Bagaimana Sejarah Antifa?

Kamus Merriam-Webster mengatakan kata antifa pertama kali dipakai pada 1946 dan dipinjam dari frasa Jerman. Orang yang berada dalam kelompok ini berarti oposisi terhadap Nazisme.

Tapi ada pula yang berpendapat, Antifa telah muncul sebelum itu. Ketika diktator Italia Benito Musolini berkuasa di bawah Partai Fasis Nasional pada pertengahan 1920an, gerakan anti-fasis muncul di negara itu hingga AS.

Pada 1970-an dan 1980-an, Antifa muncul kembali untuk menentang supremasi kulih putih. Di Inggris, kemunculannya terlihat pada skena punk dan skinhead. Di Jerman, ketika tembok Berlin runtuh, kaum muda kiri pun muncul. Mereka ini dianggap kaum anarkis dan penggemar punk, serta melawan kelompok neo-Nazi.
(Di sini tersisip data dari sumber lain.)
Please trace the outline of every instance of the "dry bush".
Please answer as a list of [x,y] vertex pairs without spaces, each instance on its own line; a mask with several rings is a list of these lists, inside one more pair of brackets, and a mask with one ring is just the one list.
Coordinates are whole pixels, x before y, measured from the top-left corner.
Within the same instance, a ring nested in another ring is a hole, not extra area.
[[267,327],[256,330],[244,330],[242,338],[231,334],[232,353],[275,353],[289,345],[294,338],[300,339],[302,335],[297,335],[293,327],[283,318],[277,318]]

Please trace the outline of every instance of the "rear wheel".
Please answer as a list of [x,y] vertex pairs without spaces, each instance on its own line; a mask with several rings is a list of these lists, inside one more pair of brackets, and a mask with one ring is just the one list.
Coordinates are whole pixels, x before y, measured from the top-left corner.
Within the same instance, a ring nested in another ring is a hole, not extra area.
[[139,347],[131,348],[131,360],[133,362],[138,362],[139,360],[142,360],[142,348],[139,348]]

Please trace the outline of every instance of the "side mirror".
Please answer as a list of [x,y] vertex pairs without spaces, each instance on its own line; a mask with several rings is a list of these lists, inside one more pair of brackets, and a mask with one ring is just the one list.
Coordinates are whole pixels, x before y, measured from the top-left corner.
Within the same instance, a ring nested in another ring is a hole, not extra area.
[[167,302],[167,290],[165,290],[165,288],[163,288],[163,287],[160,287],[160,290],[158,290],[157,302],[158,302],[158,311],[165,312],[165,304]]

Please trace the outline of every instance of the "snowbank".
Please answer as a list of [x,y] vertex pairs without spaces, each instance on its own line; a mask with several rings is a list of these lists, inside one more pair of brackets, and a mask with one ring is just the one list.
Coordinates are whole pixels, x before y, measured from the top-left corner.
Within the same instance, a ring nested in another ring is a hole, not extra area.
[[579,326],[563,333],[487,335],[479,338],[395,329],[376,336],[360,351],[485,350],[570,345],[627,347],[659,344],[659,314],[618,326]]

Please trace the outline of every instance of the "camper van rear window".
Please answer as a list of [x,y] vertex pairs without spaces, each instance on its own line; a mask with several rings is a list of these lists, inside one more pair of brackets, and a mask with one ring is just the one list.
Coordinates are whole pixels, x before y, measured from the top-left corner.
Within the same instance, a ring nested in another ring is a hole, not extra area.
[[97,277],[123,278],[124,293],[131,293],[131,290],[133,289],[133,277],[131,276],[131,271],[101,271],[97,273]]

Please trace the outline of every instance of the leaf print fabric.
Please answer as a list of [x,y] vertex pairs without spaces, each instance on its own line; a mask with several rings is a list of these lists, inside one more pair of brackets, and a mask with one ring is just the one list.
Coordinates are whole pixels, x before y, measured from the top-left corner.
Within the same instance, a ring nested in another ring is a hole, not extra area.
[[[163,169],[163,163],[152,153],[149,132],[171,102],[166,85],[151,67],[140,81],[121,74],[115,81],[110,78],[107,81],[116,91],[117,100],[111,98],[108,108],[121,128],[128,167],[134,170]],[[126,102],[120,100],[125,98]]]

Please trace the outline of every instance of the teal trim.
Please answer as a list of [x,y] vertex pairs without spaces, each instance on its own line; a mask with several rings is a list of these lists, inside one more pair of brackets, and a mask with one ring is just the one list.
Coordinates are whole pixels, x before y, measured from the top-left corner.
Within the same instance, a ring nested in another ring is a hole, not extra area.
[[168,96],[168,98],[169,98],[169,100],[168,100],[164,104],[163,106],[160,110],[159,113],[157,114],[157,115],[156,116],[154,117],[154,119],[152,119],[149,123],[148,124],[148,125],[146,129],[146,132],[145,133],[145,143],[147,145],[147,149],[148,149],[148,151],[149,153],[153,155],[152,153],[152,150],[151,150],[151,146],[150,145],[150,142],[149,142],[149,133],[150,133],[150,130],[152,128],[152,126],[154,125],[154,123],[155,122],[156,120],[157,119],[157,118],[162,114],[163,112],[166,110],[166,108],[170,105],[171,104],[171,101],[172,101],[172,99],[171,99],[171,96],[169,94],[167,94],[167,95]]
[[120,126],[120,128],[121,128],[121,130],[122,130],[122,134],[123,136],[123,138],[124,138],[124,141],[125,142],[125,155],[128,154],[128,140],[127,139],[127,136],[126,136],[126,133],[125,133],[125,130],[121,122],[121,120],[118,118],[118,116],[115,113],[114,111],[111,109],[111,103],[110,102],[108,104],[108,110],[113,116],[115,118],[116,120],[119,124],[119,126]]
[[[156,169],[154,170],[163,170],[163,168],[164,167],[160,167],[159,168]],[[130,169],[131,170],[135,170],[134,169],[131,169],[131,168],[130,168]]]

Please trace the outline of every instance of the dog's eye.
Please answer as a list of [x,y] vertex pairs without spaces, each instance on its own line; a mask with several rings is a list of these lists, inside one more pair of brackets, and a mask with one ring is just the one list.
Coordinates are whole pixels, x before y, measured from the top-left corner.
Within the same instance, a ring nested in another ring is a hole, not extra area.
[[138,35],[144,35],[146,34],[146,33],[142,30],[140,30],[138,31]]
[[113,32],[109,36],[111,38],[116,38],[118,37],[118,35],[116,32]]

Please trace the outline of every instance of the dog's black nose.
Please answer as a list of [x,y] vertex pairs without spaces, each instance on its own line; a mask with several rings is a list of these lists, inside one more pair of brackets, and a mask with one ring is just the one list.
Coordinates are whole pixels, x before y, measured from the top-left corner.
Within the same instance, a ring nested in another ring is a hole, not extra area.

Kelompok Antif modern mulai muncul ketika Trump berkuasa pada 2016. Mereka muncul untuk melawan kelompok Alt-Righ, yang sangat mendukung kebijkan Trump dan supremasi kulit putih.

(Baca: Bursa Asia Menguat meski Investor Khawatir Kerusuhan di AS)

Demonstran yang tertangkap polisi dalam aksi unjuk rasa menuntut kematian atas kematian George Floyd di AS. (ANTARA FOTO/REUTERS/Patrick T. Fallon/wsj/cf)

Bagaimana Politisi Melihat Antifa?

Gerakan ini mengundang banyak kritik baik dari kelompok kiri dan kanan AS. Ketua Senat AS dari Partai Demokrat Nancy Pelosi mengutuk tindakan kekerasan yang dilakukan Antifa dan mengatakan mereka harus ditangkap pada Agustus 2017.

Profesor sejarah New York University Ruth Ben-Ghiat yang mempelajari fasisme mengaku khawatir dengan metode gerakan tersebut. Pasalnya, keinginan membuat kesetaraan untuk semua orang terlihat palsu karena membungkam kekerasan di sebelah kiri dengan serangan ke kanan.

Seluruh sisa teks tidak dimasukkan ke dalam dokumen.